One of the primary focuses of hematology is the diagnosis and management of blood disorders. Anemia, characterized by a deficiency of red blood cells or hemoglobin, can result in fatigue, weakness, and shortness of breath. Hematologists utilize diagnostic tools like blood tests and bone marrow biopsies to determine the underlying cause, whether it be nutritional deficiencies, chronic diseases, or genetic abnormalities, and tailor treatment plans accordingly.
Hematology also encompasses the diagnosis and treatment of bleeding disorders, such as hemophilia and thrombocytopenia, which impair the body’s ability to form blood clots. By employing advanced testing methods and therapeutic interventions like blood transfusions and clotting factor replacements, hematologists work to manage symptoms and prevent complications associated with these conditions.

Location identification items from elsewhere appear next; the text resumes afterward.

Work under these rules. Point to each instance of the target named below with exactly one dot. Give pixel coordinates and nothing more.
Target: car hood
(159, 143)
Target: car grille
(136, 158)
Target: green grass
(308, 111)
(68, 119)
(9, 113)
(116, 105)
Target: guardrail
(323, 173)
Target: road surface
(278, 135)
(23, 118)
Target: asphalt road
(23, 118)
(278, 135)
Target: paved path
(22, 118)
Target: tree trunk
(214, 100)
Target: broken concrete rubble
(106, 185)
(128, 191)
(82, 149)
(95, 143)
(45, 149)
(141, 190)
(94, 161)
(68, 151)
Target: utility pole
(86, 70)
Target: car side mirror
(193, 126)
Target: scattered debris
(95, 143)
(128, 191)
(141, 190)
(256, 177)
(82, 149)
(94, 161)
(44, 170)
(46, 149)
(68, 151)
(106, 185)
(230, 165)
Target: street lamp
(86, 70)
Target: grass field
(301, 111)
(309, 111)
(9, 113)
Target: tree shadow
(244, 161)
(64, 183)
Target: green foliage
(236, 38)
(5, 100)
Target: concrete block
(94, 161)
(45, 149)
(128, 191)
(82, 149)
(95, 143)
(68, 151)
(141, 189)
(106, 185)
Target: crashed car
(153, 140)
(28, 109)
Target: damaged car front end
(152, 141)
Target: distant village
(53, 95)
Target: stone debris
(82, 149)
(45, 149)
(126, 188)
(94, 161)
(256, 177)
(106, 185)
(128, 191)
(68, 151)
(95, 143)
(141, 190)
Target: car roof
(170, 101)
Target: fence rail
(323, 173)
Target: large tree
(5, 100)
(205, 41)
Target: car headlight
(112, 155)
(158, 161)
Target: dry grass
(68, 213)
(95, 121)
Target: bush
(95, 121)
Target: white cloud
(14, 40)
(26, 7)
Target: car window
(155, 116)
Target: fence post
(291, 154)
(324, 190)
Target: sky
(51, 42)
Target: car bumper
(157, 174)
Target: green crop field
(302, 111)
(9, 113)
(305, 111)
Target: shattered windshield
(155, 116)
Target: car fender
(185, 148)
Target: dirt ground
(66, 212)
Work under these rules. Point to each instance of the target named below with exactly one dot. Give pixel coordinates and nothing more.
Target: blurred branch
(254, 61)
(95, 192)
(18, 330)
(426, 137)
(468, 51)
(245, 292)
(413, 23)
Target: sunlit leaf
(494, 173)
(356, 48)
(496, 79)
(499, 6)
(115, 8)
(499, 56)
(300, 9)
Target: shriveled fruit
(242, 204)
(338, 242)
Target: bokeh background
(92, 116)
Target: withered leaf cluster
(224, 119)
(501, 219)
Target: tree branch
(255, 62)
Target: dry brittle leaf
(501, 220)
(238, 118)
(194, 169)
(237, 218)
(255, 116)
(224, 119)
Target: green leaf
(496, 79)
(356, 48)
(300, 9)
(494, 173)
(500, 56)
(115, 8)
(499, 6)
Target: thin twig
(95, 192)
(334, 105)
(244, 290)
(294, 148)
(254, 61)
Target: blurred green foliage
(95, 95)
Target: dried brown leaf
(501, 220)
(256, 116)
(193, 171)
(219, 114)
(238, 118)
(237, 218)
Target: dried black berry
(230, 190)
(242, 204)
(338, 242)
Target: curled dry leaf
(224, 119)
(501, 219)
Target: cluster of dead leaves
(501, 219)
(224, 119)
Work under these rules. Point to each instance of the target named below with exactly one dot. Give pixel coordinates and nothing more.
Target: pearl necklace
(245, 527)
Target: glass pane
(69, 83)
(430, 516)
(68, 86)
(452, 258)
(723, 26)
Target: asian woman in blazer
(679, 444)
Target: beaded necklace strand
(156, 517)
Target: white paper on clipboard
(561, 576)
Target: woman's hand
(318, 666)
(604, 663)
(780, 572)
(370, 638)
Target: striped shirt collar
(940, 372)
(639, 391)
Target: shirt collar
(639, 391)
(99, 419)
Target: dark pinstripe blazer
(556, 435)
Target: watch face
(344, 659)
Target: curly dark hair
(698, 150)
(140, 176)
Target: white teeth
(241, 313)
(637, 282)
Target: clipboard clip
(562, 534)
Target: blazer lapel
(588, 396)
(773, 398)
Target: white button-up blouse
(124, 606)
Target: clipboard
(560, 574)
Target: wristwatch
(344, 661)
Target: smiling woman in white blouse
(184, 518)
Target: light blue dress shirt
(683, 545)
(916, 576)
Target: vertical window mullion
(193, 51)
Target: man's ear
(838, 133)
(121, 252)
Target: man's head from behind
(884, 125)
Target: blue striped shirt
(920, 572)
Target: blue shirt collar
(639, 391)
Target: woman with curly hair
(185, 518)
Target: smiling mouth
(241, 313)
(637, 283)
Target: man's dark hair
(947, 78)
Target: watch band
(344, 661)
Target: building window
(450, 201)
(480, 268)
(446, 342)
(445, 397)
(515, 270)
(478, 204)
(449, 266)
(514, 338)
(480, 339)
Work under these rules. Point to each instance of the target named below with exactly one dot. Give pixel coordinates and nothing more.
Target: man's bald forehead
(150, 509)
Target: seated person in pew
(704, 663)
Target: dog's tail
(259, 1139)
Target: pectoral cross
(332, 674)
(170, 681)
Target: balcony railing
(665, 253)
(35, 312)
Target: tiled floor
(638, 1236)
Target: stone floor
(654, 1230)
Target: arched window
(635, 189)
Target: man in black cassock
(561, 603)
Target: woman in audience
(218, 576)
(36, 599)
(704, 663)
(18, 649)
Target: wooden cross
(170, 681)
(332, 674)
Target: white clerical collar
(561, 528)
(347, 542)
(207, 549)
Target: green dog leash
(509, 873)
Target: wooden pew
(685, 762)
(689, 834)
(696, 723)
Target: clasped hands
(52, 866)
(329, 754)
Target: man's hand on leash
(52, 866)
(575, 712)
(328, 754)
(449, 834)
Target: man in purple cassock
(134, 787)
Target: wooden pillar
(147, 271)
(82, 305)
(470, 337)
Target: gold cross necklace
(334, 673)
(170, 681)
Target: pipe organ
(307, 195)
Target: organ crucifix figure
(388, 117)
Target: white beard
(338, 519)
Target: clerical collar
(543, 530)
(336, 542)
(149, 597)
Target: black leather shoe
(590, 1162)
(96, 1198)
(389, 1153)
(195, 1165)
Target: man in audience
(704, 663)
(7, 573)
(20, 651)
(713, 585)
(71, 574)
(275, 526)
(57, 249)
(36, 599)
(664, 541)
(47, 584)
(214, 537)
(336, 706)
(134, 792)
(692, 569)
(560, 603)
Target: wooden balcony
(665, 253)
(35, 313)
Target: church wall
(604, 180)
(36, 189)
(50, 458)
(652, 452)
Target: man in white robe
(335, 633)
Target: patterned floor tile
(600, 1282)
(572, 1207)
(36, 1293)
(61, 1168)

Additionally, hematology plays a critical role in the field of oncology, particularly in the diagnosis and treatment of blood cancers like leukemia, lymphoma, and multiple myeloma. Through multidisciplinary approaches involving chemotherapy, radiation therapy, and stem cell transplantation, hematologists collaborate with oncologists to provide comprehensive care to cancer patients.
In essence, hematology serves as a cornerstone of modern medicine, offering invaluable insights into the intricate workings of blood and its impact on overall health. By harnessing the expertise of hematologists and leveraging advances in research and technology, healthcare professionals can continue to advance diagnostic capabilities and therapeutic interventions, ultimately improving patient outcomes and quality of life.